Assessing accuracy presupposes such a decision. Accuracy as a evaluation metric for classification is a category error.

So, to answer your question, I will walk down the path of just such a category error. We will consider a simple scenario with balanced classes where classifying without regard for the costs of misclassification will indeed mislead us badly.

---

Suppose an epidemic of Malignant Gutrot runs rampant in the population. Happily, we can screen everybody easily for some trait $t$ ($0\leq t \leq 1$), and we know that the probability of developing MG depends linearly on $t$, $p=\gamma t$ for some parameter $\gamma$ ($0\leq \gamma \leq 1$). The trait $t$ is uniformly distributed in the population.

Fortunately, there is a vaccine. Unfortunately, it is expensive, and the side effects are very uncomfortable. (I'll let your imagination supply the details.) However, they are better than to suffer from MG.

In the interest of abstraction, I posit that there are indeed only two possible courses of action for any given patient, given their trait value $t$: either vaccinate, or do not vaccinate.

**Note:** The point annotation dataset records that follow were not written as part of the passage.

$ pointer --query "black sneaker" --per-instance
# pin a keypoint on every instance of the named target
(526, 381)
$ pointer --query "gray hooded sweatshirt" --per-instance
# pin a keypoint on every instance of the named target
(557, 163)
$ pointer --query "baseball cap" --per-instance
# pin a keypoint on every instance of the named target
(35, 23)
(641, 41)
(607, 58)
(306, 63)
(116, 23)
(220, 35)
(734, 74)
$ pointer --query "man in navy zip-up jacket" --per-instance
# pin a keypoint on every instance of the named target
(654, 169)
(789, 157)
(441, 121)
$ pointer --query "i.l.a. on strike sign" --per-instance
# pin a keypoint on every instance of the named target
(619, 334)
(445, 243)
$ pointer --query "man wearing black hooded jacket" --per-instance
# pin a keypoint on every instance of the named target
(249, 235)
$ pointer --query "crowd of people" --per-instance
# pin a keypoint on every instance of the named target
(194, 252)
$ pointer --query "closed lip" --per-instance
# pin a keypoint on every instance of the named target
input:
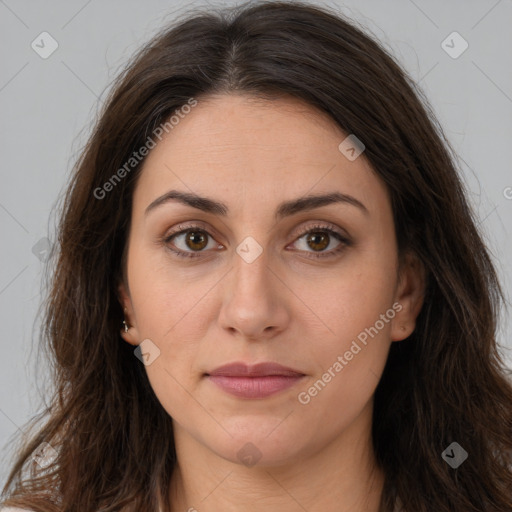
(266, 369)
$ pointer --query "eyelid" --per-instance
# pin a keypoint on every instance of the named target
(298, 233)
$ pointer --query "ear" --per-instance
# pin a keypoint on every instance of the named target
(131, 335)
(409, 297)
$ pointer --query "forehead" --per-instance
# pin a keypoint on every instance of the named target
(234, 146)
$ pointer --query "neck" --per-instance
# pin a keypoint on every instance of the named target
(341, 476)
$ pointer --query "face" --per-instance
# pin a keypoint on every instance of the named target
(303, 297)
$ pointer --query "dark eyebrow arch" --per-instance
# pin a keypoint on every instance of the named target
(285, 209)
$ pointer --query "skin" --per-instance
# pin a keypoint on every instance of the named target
(286, 306)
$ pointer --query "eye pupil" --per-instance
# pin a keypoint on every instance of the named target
(197, 239)
(318, 238)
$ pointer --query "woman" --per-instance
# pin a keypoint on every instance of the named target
(271, 292)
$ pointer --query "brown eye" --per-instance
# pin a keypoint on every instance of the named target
(196, 240)
(317, 240)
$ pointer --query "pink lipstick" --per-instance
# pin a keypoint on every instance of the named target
(256, 381)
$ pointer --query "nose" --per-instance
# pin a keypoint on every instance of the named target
(255, 300)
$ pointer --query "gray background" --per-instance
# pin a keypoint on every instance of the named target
(48, 105)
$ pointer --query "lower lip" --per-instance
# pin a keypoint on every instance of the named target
(254, 387)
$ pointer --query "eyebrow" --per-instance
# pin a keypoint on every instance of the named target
(285, 209)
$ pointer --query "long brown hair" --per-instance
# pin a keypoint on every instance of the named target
(446, 383)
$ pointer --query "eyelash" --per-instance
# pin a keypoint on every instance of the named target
(345, 242)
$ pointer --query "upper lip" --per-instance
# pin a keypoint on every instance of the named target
(256, 370)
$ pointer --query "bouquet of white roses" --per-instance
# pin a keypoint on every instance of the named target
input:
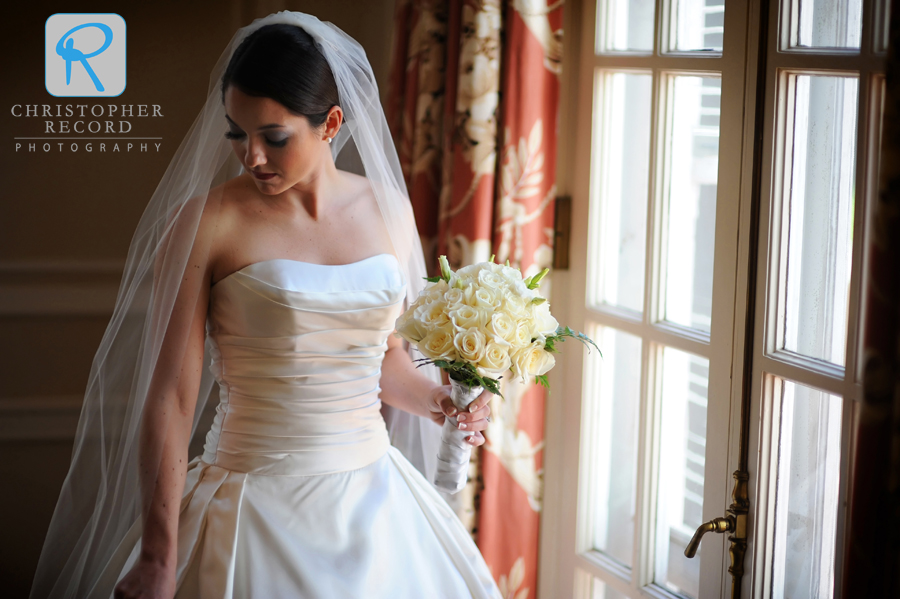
(477, 323)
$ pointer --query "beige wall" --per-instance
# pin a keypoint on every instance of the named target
(66, 221)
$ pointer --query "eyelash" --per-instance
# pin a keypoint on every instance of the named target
(274, 144)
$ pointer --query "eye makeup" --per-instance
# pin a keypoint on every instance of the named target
(275, 143)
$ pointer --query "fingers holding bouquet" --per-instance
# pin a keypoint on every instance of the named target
(474, 418)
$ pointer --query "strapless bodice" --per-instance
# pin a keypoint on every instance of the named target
(297, 349)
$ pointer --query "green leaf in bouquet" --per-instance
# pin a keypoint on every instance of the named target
(563, 332)
(535, 281)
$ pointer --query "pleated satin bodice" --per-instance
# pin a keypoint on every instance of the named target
(297, 351)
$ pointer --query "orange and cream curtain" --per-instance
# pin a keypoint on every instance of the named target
(472, 105)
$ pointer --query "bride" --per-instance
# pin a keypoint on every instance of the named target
(276, 267)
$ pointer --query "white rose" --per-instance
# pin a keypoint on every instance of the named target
(438, 344)
(432, 315)
(522, 334)
(466, 317)
(532, 360)
(495, 360)
(482, 297)
(453, 297)
(544, 323)
(490, 279)
(470, 345)
(514, 305)
(502, 326)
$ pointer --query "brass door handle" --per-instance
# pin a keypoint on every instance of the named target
(720, 525)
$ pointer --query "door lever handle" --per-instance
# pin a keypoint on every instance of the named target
(720, 525)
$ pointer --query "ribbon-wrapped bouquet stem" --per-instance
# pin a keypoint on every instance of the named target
(477, 323)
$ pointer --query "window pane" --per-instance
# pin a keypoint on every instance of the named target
(691, 214)
(615, 392)
(882, 22)
(809, 462)
(819, 216)
(601, 591)
(622, 142)
(698, 25)
(625, 25)
(682, 457)
(826, 23)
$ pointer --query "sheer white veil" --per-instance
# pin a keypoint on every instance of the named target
(101, 496)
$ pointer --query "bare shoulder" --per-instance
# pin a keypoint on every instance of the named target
(366, 189)
(208, 218)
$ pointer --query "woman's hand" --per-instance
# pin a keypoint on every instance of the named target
(147, 580)
(440, 406)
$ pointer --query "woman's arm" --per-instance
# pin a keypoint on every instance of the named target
(404, 387)
(168, 414)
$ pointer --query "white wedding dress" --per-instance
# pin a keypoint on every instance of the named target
(299, 492)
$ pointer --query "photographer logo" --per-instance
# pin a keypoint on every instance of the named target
(84, 54)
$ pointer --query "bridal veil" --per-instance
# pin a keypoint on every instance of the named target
(101, 495)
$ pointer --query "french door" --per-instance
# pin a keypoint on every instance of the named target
(719, 187)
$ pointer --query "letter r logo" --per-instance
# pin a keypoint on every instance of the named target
(84, 54)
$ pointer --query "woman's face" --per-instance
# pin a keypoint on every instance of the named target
(277, 147)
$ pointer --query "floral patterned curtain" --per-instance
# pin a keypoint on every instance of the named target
(472, 105)
(872, 557)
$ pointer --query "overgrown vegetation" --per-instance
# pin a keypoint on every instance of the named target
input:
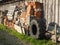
(25, 38)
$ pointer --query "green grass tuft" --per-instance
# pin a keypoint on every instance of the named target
(28, 39)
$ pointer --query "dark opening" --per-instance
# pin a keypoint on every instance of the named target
(34, 29)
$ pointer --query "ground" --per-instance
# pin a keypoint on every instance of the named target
(6, 39)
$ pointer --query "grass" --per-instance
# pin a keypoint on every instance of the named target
(25, 38)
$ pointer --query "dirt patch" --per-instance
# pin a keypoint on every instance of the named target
(6, 39)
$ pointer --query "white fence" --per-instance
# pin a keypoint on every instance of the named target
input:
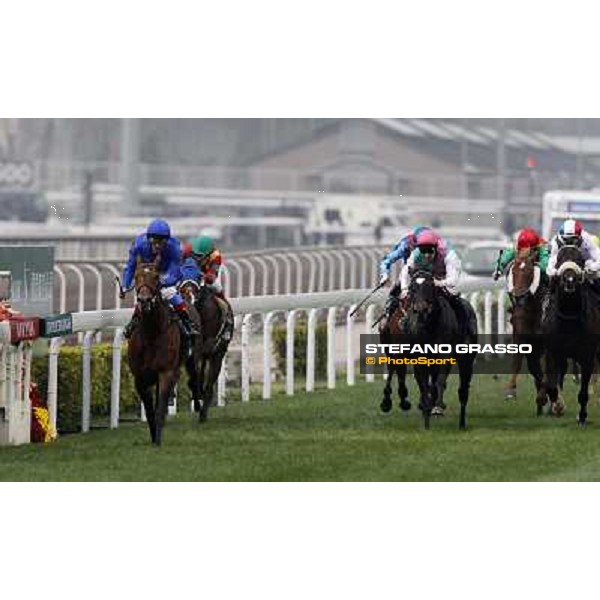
(279, 271)
(15, 361)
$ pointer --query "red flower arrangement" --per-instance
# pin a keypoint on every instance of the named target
(41, 428)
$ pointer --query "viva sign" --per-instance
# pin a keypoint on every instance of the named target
(24, 329)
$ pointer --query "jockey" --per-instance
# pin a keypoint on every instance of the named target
(209, 260)
(527, 238)
(572, 233)
(147, 246)
(433, 254)
(401, 251)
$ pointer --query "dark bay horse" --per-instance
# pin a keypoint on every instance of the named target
(388, 330)
(204, 366)
(571, 328)
(525, 292)
(431, 319)
(155, 348)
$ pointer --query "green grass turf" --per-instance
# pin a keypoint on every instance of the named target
(332, 436)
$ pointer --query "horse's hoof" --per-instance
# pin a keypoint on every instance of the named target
(405, 405)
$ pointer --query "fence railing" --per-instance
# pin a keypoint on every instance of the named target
(268, 272)
(15, 361)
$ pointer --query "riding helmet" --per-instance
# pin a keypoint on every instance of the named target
(570, 232)
(202, 246)
(427, 238)
(528, 238)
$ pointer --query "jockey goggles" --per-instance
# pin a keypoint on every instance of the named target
(428, 250)
(157, 239)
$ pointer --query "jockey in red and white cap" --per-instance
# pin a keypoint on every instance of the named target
(526, 238)
(572, 233)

Thus, the question is: how should we decide who to vaccinate and who not to, given $t$? We will be utilitarian about this and aim at having the lowest total expected costs. It is obvious that this comes down to choosing a threshold $\theta$ and to vaccinate everyone with $t\geq\theta$.

---

Model-and-decision 1 are accuracy-driven. Fit a model. Fortunately, we already know the model. Pick the threshold $\theta$ that maximizes accuracy when classifying patients, and vaccinate everyone with $t\geq \theta$. We easily see that $\theta=\frac{1}{2\gamma}$ is the magic number - everyone with $t\geq \theta$ has a higher chance of contracting MG than not, and vice versa, so this classification probability threshold will maximize accuracy. Assuming balanced classes, $\gamma=1$, we will vaccinate half the population. Funnily enough, if $\gamma<\frac{1}{2}$, we will vaccinate nobody. (We are mostly interested in balanced classes, so let's disregard that we just let part of the population die a Horrible Painful Death.)

Needless to say, this does not take the differential costs of misclassification into account.

---

Model-and-decision 2 leverage both our probabilistic prediction ("given your trait $t$, your probability of contracting MG is $\gamma t$") and the cost structure.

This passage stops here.